L’effet différent de l’injection de pirenzépine avant ou après le conditionnement pourrait être considéré comme une indication que le conditionnement de Trace est sensible à l’état particulier induit par cette drogue. En effet, dans le premier cas, le test au son est effectué alors que l’effet de la substance injectée au moment du conditionnement s’est dissipé, alors que dans le second cas les deux phases sont effectuées en l’absence de drogue. Bien que nous n’ayons pas directement testé cette hypothèse par des injections au moment du test au son, divers résultats suggèrent que cette interprétation est peu vraisemblable. D’une part l’effet d’un antagoniste M1 injecté par voie générale ne semble pas lié à une dépendance d’état (Soares et coll., 2006), et d’autre part ce type d’effet ne semble pas avoir été rapporté dans le cas de micro-injections de diverses substances pharmacologiques effectuées directement dans les structures cibles (Bast et coll., 2003).

Au delà de notre hypothèse fonctionnelle concernant le rôle des neurones à activité persistantes du CE dans la mise en place du conditionnement de Trace, l’implication de l’acétylcholine dans ce type de conditionnement pourrait résulter de son implication dans divers autres processus cognitifs. Ce neurotransmetteur est effectivement connu pour son implication dans des fonctions telles que l’attention ou la mémoire de travail (Bartus et Johnson, 1976; Penetar et McDonough, 1983; Newman et McGaughy, 2008). Dans la mesure où le conditionnement de Trace met en jeu ces mêmes fonctions cognitives (Clark et Squire, 1998; Manns et coll., 2000b, 2000a, 2002; Carter et coll., 2003), et notamment lors de la phase d’acquisition, une implication du système cholinergique peut être attendue.

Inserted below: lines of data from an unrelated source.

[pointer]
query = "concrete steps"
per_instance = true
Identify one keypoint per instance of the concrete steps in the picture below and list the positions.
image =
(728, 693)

Toutefois, du fait que les manipulations décrites dans ce chapitre étaient sélectivement dirigées vers le CE, elles laissaient très certainement intact une grande partie du système cholinergique cérébral. C’est ainsi qu’il n’y a aucune raison de penser que les injections de Pirenzépine dans le CE aient pu directement affecter les processus attentionnels mis en jeu dans le cortex cingulaire antérieur, qui apparaissent nécessaires au conditionnement de trace (Han et coll., 2003), et cela même s’ils dépendent vraisemblablement d’activités cholinergiques (Sarter et coll., 2005).